Em 1971, acrescentou-se uma segunda sala de cinema, chamado "Satélite", de reduzidas dimensões e com 208 lugares, no último piso do edifício, onde era o salão-chá, numa tentativa para ir ao encontro dos novos tempos e hábitos do público.
Isto não impediu o declínio ao longa da década em consequência da quebra de espectadores causada pelo aparecimento de salas de cinema mais pequenas mas com programações mais atrativas, o entretenimento oferecido pela televisão e outras formas de espetáculo que chegaram a Portugal graças às alterações políticas após a Revolução de 25 Abril de 1974.
O arquiteto Raúl Rodrigues Lima projetou uma remodelação do seu projeto em que a grande sala seria dividida em várias mais pequenas e a entrada seria transformada em várias lojas, mas não avançou: sem público para justificar os custos de manutenção da gigantesca estrutura, a Câmara Municipal de Lisboa decretou a demolição do edifício em 1982.

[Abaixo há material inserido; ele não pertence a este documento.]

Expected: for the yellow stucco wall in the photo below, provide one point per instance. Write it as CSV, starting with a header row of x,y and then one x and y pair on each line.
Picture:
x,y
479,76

Apesar da enorme onde de contestação, a última sessão de cinema foi a 27 de novembro de 1983 e o edifício desapareceu no ano seguinte, no que é considerado por muitos um dos maiores crimes patrimoniais e culturais provocados pela especulação imobiliária em Portugal.
No local nasceu o atual edifício com o centro comercial de fachada espelhada com lojas, escritórios e as quatro salas de cinema, inauguradas em 1993 e projetadas pelos arquitetos Egas José Vieira e Manuel Graça Dias.